Emmanuel Karim, un informaticien de 27 ans, se préparait lui à partir au travail dans sa maison du quartier de Camp Sara quand une bombe a explosé, visant la voiture de son oncle, tué le 31 octobre dans l'attaque de l'église.

«Un quart d'heure plus tard, une seconde bombe a explosé, tuant un voisin qui essayait d'éteindre l'incendie de la voiture», a-t-il dit, effondré. «Il était musulman, il était mon ami», a ajouté le jeune homme, décidé à quitter l'Irak.

«On ne sait pas quel but poursuivent ces criminels mais ce qui est certain c'est que cela va pousser encore plus de chrétiens à émigrer. Où est la sécurité que doit offrir le gouvernement aux citoyens chrétiens ou musulmans?», s'est interrogé Mgr Kasha.

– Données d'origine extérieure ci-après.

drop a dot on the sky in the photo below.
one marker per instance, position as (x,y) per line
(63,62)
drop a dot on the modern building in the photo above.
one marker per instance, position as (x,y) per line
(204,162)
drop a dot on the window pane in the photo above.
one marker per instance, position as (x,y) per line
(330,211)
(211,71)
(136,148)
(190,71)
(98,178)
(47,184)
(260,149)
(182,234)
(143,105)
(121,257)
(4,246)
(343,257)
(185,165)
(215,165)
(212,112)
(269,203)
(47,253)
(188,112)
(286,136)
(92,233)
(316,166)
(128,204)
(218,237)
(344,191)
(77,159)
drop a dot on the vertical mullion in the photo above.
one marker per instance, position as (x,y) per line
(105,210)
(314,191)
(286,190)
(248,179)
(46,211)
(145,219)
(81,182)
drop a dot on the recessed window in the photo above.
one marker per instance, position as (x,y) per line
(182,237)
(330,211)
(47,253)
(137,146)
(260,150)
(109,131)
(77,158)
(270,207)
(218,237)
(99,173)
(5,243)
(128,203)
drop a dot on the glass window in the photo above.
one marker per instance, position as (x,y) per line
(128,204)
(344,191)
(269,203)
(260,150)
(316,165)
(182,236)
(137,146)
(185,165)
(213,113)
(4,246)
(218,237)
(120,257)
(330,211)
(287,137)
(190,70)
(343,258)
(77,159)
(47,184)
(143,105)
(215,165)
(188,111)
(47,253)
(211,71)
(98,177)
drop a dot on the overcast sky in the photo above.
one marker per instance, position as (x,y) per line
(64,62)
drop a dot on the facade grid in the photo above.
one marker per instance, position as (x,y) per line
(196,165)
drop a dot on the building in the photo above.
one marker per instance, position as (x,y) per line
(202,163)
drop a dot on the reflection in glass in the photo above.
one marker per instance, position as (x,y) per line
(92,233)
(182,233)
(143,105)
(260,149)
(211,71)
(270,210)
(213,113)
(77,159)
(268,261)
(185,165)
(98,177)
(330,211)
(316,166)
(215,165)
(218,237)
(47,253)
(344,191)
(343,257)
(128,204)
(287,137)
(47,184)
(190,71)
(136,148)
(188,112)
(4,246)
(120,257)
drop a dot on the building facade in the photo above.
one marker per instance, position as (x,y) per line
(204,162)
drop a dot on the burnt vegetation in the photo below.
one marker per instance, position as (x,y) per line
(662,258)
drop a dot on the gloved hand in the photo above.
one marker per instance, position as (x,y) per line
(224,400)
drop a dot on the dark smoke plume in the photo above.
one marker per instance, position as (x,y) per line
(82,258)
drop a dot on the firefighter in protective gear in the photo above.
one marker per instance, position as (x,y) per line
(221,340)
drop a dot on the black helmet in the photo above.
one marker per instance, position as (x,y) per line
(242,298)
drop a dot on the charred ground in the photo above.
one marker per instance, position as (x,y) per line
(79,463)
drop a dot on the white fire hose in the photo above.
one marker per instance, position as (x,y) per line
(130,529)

Le père Saad Sirap Hanna, prêtre de l'Église chaldéenne Saint-Joseph, à Karrada, a également indiqué que de nombreux fidèles venaient le voir pour demander conseil.

Le 3 novembre, la branche irakienne d'Al-Qaïda avait annoncé que d'autres attaques viseraient les chrétiens, après l'expiration de son ultimatum à l'église copte d'Égypte pour libérer deux chrétiennes présentées comme «emprisonnées dans des monastères» pour s'être converties à l'islam.

La communauté chrétienne de Bagdad, qui comptait 450 000 fidèles en 2003, avant la chute de l'ex-président Saddam Hussein, n'en dénombre plus que 150 000, en raison d'un exode massif vers les pays voisins, l'Europe, l'Amérique du nord et l'Australie.